The 25 Australian STs identified in this study formed seven clusters (Fig. 1). The distribution of these clusters is similar to those observed previously [8], whereby STs on one end of the MST represent those commonly observed in MSM and those on the other end represent those often observed in heterosexuals (although here, both MSM and heterosexuals are represented). Interestingly, ST109 forms the bridging cluster (Australian dataset: cluster II, genovar D, ST109) between the MSM STs and heterosexual STs, which is also evident in the two recent MLST studies incorporating global data [8, 18]. Although ST109 is a singleton and made up of MSM, it appears to be the main divergence point between the two sexual groups in each of these datasets. Further, eBURST analysis identified two founding groups, group 1 with one subgroup at the MSM only side of the MST and group 2 at the other end with both heterosexual and MSM STs. Phylogenetic analysis of the concatenated sequences for these STs reflects the distribution of the MST clusters, further illustrating the novel lineages in this dataset (Fig. 2). Interestingly, four of the reference STs group with the mixed sexual group, with only one reference ST grouping with MSM and the one ocular reference ST included forming a subgroup off this. Comparison with phylogenetic trees from previous studies is limited here; as the genovar-based ompA sequence was not generated for this study, we were unable to include these in our phylogenetic analysis.

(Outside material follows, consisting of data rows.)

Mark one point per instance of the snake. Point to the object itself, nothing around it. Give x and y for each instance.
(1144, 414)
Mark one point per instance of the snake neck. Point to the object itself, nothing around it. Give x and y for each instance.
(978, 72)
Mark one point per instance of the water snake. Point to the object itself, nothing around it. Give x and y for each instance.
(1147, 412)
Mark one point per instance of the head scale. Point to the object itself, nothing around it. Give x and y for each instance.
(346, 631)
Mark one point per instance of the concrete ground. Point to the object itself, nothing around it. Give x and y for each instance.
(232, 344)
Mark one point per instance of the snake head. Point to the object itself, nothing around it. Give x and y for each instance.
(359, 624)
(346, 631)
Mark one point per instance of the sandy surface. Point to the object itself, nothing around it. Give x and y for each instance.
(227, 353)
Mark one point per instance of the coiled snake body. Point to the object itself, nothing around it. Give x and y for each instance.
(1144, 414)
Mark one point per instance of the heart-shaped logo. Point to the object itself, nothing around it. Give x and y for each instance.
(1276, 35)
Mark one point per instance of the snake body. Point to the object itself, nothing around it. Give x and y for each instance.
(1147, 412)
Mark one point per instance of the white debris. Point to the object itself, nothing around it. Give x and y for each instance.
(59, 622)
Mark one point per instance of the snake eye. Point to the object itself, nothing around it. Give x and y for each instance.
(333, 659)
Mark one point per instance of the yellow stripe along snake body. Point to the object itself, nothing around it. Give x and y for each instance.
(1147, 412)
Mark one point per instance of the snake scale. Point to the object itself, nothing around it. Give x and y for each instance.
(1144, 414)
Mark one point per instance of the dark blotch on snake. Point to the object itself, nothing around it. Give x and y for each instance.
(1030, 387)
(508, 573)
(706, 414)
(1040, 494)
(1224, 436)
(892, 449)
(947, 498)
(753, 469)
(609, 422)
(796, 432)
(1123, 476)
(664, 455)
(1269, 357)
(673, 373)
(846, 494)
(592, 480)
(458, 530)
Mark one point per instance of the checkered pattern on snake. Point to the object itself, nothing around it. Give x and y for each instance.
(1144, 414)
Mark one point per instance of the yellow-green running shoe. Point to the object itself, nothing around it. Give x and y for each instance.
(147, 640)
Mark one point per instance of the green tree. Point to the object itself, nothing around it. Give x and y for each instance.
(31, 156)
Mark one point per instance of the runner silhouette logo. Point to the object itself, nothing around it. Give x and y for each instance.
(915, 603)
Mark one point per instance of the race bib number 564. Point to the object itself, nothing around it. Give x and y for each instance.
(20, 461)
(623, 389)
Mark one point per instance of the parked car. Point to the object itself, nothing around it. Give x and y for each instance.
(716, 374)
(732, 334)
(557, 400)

There were other limitations of this study. First, as a result of the studies from which the samples were sourced, this study is biased towards MSM and under-represents heterosexuals. Although the distribution of ompA genovars reflects those commonly found to be associated with heterosexuals, the diversity of STs within this group is likely under-represented. Second, our samples are not a random selection of chlamydia-positive samples but, rather, samples were selected for MLST on the basis of repeated detection of an identical genovar (same strain for treatment failure or partner reinfection, different strain if new infection). If treatment failure is related to chlamydia type, as evidenced by MLST, then this study will be biased towards such samples. Third, we used clinical samples, which means that some of those selected for MLST did not deliver a full complement of STs, and, so, could not be included.

Genital chlamydia infection became a notifiable disease in 1991 in Australia [24]. The use of discriminatory genotyping tools (MLST) which can differentiate at the strain level provides valuable epidemiological information about local populations and the dynamics of C. trachomatis spread within these, in addition to identifying the most common circulating types within sexual networks. Further, MLST can be a valuable tool to help differentiate between reinfection and persistent infection or treatment failure, particularly as there is growing concern about azithromycin treatment failure for urogenital and anogenital chlamydia infection.

In conclusion, although the genovar distribution of the Australian population is similar to that globally, the MLST strain types suggest that distributions of non-founder STs have both known and new STs, creating distinct local population signatures. This study provides a snapshot of several eastern Australian regions. Given the lack of data pertaining to C. trachomatis strain distribution within this region, further comprehensive studies within the western Pacific region are warranted. Based on the discriminatory power of MLST data, further larger studies using this methodology would be useful. The need for more rapid and affordable screening methods directly from clinical samples remains, particularly if emerging antibiotic resistance is on the rise.